I’m using the following regression model:
with pm.Model() as p1Categorical:
alpha = pm.Normal('alpha', mu=0, sd=10)
beta = pm.Normal('beta', mu=0, sd=2, shape=nCat)
sigma = pm.HalfCauchy('sigma', 1)
mu = pm.Deterministic('mu', alpha + beta[p1idx])
obs = pm.Normal('obs', mu=mu, sd=sigma, observed=p1['obs'].values)
trace_p1Categorical = pm.sample()
Intending to make the model hierarchical later but starting off by modelling only one group.
Now, I want to visualise data, prior predictive and posterior predictive together to see what I’m doing.
priorChecks = pm.sample_prior_predictive(samples=50000, model= p1Categorical)
ppc = pm.sample_posterior_predictive(trace_p1Categorical, 500, var_names=['alpha', 'beta', 'sigma'], model= p1Categorical)
def p1Categoricalm(samples, kind, categories):
x_cat = categories.categories
x_codes = np.unique(categories.codes)
y = np.zeros(0)
x = np.zeros(0)
for a, b in zip(samples['alpha'], samples['beta']):
y_temp = a + b[x_codes]
x = np.concatenate((x, x_cat))
y = np.concatenate((y, y_temp))
return pd.DataFrame({'target': x, 'obs': y, 'kind': kind})
prior_predictive = p1Categoricalm(priorChecks, 'prior pc', p1Cat)
posterior_predictive = p1Categoricalm(ppc, 'posterior pc', p1Cat)
real = p1.copy()[['obs', 'x']]
real['kind'] = 'data'
df = pd.concat((real, prior_predictive, posterior_predictive))
fig, axes = plt.subplots(figsize=(12, 5))
import seaborn as sns
sns.lineplot(x="x", y="obs", hue="kind", data=df, ax=axes)

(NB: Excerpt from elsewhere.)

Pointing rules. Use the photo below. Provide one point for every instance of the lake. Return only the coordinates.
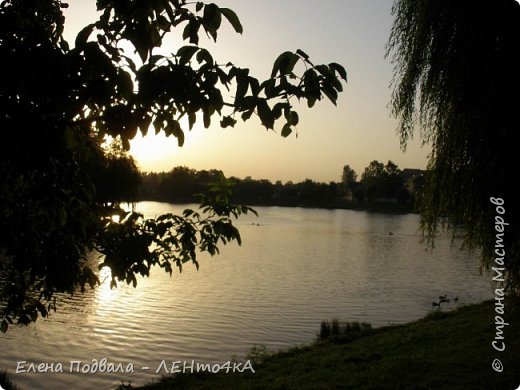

The data and posterior predictive look as expected. But the prior predictive CI in the plot becomes more narrow with increasing number of prior predictive samples drawn. And also it is not centred around 0, which it should according to the prior definition. I’m gone up to 50k prior predictive samples and run the thing several times and I keep getting pretty much this:
What am I doing wrong or what did I misunderstand?